I also wrote a blog post, based on this article, but aimed at a general reader, for the Forum for European Philosophy.
Against Nietzsche's 'Theory' of the Drives
Journal of the American Philosophical Association (2015), Vol. 1, Issue 1, pp. 121-140
Nietzsche often writes about our ‘drives’ and their relation to our actions. Did he have a relatively clear, stable and consistent theory of mind or an account of human psychology in which our ‘drives’ play an important part? Can we base our account of his positive ethics on such an account? This latest paper argues that Nietzsche’s writings about drives are inconsistent to the point where a ‘rational reconstruction’ of his views is not possible. To undertake such a task is to underestimate the tangle of contradictory positions Nietzsche takes. Yet many have offered such an account in Nietzsche’s name. Perhaps it comes down to a view about what we read Nietzsche for. I touch on this briefly at the end.
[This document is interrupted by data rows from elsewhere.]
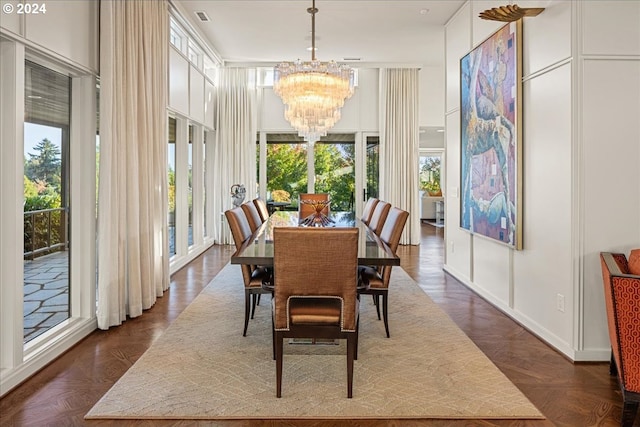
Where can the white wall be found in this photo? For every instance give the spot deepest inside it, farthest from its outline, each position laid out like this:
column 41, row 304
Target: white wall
column 68, row 30
column 581, row 148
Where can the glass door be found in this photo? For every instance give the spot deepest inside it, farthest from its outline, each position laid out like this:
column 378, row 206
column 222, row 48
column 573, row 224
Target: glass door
column 292, row 168
column 335, row 173
column 46, row 204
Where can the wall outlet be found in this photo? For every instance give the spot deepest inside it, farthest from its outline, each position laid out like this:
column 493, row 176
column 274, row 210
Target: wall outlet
column 560, row 302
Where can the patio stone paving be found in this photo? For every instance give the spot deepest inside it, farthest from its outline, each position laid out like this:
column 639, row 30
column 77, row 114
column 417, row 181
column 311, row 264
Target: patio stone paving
column 46, row 293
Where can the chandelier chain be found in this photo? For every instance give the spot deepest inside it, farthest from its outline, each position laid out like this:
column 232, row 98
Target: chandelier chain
column 313, row 92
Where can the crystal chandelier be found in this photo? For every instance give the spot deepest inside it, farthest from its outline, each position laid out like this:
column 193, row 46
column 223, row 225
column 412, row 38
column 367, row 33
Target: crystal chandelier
column 313, row 92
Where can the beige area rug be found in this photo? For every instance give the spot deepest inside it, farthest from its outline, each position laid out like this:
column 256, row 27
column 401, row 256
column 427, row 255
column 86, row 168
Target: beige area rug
column 203, row 368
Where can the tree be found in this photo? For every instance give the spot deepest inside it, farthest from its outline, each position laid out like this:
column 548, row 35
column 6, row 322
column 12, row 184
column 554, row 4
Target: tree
column 45, row 165
column 335, row 174
column 287, row 168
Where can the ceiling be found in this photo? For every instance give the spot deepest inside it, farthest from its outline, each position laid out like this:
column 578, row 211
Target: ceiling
column 395, row 33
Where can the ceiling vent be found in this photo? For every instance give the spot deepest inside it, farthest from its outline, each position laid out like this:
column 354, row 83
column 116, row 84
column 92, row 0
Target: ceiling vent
column 202, row 16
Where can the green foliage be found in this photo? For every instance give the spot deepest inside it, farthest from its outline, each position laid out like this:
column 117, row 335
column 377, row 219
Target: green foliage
column 430, row 174
column 30, row 188
column 335, row 174
column 287, row 168
column 45, row 165
column 334, row 166
column 172, row 190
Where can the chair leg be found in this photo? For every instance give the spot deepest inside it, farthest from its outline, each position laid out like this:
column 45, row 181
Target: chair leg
column 376, row 301
column 273, row 337
column 355, row 356
column 351, row 350
column 613, row 369
column 385, row 311
column 279, row 339
column 254, row 301
column 629, row 411
column 247, row 308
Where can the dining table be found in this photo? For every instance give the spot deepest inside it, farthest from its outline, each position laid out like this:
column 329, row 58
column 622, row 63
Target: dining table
column 258, row 250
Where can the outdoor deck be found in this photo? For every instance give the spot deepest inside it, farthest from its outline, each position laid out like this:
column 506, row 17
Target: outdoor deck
column 46, row 293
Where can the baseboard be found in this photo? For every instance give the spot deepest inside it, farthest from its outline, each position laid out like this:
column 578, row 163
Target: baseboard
column 11, row 378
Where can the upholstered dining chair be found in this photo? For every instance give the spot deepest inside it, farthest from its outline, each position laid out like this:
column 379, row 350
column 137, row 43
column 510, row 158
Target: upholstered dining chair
column 621, row 278
column 253, row 216
column 305, row 210
column 367, row 212
column 315, row 296
column 375, row 280
column 262, row 207
column 379, row 216
column 253, row 276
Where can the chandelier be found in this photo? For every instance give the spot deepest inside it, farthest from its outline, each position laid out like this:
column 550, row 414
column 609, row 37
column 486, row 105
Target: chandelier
column 313, row 92
column 509, row 13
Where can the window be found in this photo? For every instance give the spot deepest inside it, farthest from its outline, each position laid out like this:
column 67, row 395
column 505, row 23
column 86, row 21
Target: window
column 46, row 199
column 171, row 172
column 430, row 173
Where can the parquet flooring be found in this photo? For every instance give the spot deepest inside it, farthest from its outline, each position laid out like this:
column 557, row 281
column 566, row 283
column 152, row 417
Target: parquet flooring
column 568, row 394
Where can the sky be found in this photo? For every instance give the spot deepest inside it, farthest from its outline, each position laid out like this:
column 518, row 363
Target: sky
column 34, row 134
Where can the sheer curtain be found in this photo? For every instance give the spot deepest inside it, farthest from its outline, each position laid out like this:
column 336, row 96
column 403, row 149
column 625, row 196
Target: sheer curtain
column 235, row 148
column 399, row 145
column 133, row 266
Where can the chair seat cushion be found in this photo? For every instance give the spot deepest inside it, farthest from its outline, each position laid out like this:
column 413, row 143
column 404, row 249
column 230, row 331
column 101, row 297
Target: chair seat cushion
column 371, row 278
column 315, row 311
column 634, row 262
column 258, row 276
Below, you can find a link to the final version of the paper or a PDF of the final draft.
'On Analysis' (TLS Nietzsche Review Article)
Times Literary Supplement, No. 5814, September 5th, 2014
This piece looks at Nietzsche and Nietzsche scholarship through the lens of some recently published books. Nietzsche has attracted such a wide variety of interpretations; it is fruitful to think about why. One focus of the piece, via the recent publication of the Oxford Handbook of Nietzsche (eds Gemes/Richardson), is the so-called ‘analytic Nietzsche’: who is he and what does he want?
Nietzsche, Amor Fati and The Gay Science
Proceedings of the Aristotelian Society, Volume 113, Issue 2, 2013, pp. 145-162.
This recent paper looks at Nietzsche’s notion of amor fati, to see what it is and whether it might support a Nietzschean ethic of some kind. Most writers think that, in endorsing ‘amor fati’, Nietzsche requires us to love all the terrible things that happen to us. I argue that this is a bad idea in general and a very bad idea if you are Nietzsche. So I offer a different interpretation.
Nietzsche, Freedom, and Writing Lives
Arion, 17.1 (2009), pp. 85-110
This paper gives an interpretation of the notion of freedom in Nietzsche’s Twilight of the Idols. It also gives an interpretation of Twilight of the Idols via Nietzsche’s notion of freedom. Along the way, I look at Nietzsche’s analysis of the significance of historical figures like Socrates, Caesar and Napoleon.
Nietzsche on Context and the Individual
Nietzscheforschung vol. 15 (2008) pp. 299-315
Nietzsche’s Thus Spoke Zarathustra seems to call for a bright new future, embodied in the figure of the Übermensch (or: ‘Superman’). It also seems to suggest that everything repeats itself forever (the ‘eternal recurrence’), so no meaningful progress of any kind – including the Übermensch – is possible. These two positions don’t sit well together. This paper offers a reading of Thus Spoke Zarathustra in the light of these apparently conflicting claims.